Archive for March 11, 2015

Wednesday, March 11, 2015

Tech Is Dead

Oluseyi Sonaiya (comments):

Software developers, entrepreneurs, technophiles—we are suffering through this transition right now. Derisive comments are made about purchasing decisions “driven by fashion,” and products deemed to insufficiently “push the envelope” are panned. Yet we can no longer anticipate healthy response to products and services offered on the strength of being superior technology; consumers don’t care. We also can not overreact to the large “tech” companies’ product offerings becoming poorer and poorer fits for us; we are no longer their core customers. Technology is now a competency, a competitive edge, but not a core value proposition.

We’re all in the consumer products and services business now.

Photo Grabbr 1.5b

Vince Tagle:

I keep track of a lot of Flickr accounts and every so often, I come across a photoset that’s just so brilliant, I want to keep a local copy for myself. Unfortunately, it’s rather cumbersome to open each photo individually, save the size that I want, and then rename the file to match the title of the photo. Even more unfortunate is that as far as I could tell, there wasn’t anything for Mac OSX that would help simplify this job. So the only thing left to do was to write Photo Grabbr so that I could use it for myself.

It’s a handy utility that I’ve been using for years, at least until Flickr blocked API access over HTTP. With this update, Photo Grabbr now works over SSL.

After installing version 1.5b, I was getting “Invalid auth token” errors whenever I tried to search. The developer suggested removing the preferences and re-authorizing my account. I didn’t want to reset all the preferences, since I wanted to preserve my list of recent users. Issuing these commands:

defaults delete com.malarkeysoft.PhotoGrabbr "Authenticated User ID"
defaults delete com.malarkeysoft.PhotoGrabbr "Authentication token"

deleted just the necessary preferences.

Promoting Games With No In-App Purchases

Federico Viticci:

Apple has started promoting games that don’t have any In-App Purchases on the front page of the App Store. Currently featured in the UK App Store and likely expanding to the U.S. store later today as part of the App Store’s weekly refresh, the section is called ‘Pay Once & Play’ and it showcases “great games” that don’t require users to pay for extra content through IAPs.


iOS 8.2’s Mandatory Apple Watch App

Sam Machkovech:

During Monday’s Apple press conference in San Francisco, Tim Cook announced that iOS 8.2 would immediately begin rolling out to compatible iDevices—as in, any device that could already run the original version of iOS 8. Along with expected bug fixes, the update’s biggest addition was support for the upcoming Apple Watch. It’s a fact that users are now being bonked over the head with thanks to the creation of a dedicated, mandatory app.
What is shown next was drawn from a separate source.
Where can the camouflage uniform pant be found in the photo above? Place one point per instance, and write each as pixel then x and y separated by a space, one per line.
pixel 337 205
Apple faces two major rivals who produce both smartwatches and smartphones, but both Google and Samsung have elected to ask owners of Android Wear and Samsung Gear (respectively) to log into their exclusive app shops and download a free, optional app to support their wearables.

This totally unsurprising after the U2 promotion.

Ilja A. Iwas:

How is Apple putting the “Apple Watch” app permanently on my iPhone different from Lenovo crippling their laptops with pre-installed adware?

You can delete the adware.

Watching the Watches

Nathaniel Irons:

If I’m going to start wearing a watch again soon, it’ll happen because of notifications, even though I don’t remotely believe what Tim Cook’s asserting. I was at a lunch a couple of months ago with a guy wearing an Android Wear watch, and by an order of magnitude, he spent more time glancing, poking, and swiping at his watch than I’ve ever seen someone do with their phone in a social setting over a similar period of time.

Let’s Build @synchronized

Mike Ash:

Apple’s implementation of @synchronized is available as part of the Objective-C runtime source distribution. This specific bit is available here.

It’s build for speed rather than simplicity as the above toy implementation is. It’s interesting to see what it does the same and what it does differently.

The basic concept is the same. There’s a global table that maps object pointers to locks, and the lock is then locked and unlocked around the @synchronized block.

I love reading about Apple’s runtime optimization techniques.